Poor mans nitric acid would be ok for gold, the sulfate salts will not be a problem with gold, but if your nitrate salt was high in chlorides it could dissolve your gold when you do not want it to, the chlorides can be removed easily from your nitric acid see below.
With poor mans nitric acid the problem of using it with silver is not the small amount of chlorides the nitrate salt may have contained, as these can be removed easily.
The chloride ions can be removed from the nitric acid, by using silver nitrate solution, forming a precipitant of silver chloride; decanting the silver chloride would leave nitric acid chloride free.

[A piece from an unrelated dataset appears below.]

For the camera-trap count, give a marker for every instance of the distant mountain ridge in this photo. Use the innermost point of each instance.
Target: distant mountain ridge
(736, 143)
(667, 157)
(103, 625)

When you make poor mans nitric acid using a nitrate salt and sulfuric acid, you make nitric acid mixed with a sodium or potassium sulfate salt, it is the Na2SO4, or K2SO4 that you try to precipitate out of solution, although chilling the solution you can remove more of these salts, you cannot remove them all without distilling your home made nitric acid, it is the sulfate salts that become a problem with your nitric when working with silver, this will form silver sulfate which is not very soluble, and the silver sulfate is harder to recover silver later (melting with iron).
You can use your homemade nitric acid for silver if you distill the nitric acid, for a more pure nitric, leaving the sulfate salt behind in the reaction vessel, the chlorides carried over in the distillation is cleaned up from the nitric with silver nitrate solution, as stated above, this way you can end up with a nitric acid solution free of sulfates or chlorides, which will make it easier to use on silver, or for parting your in-quartered gold where you wish to recover the silver.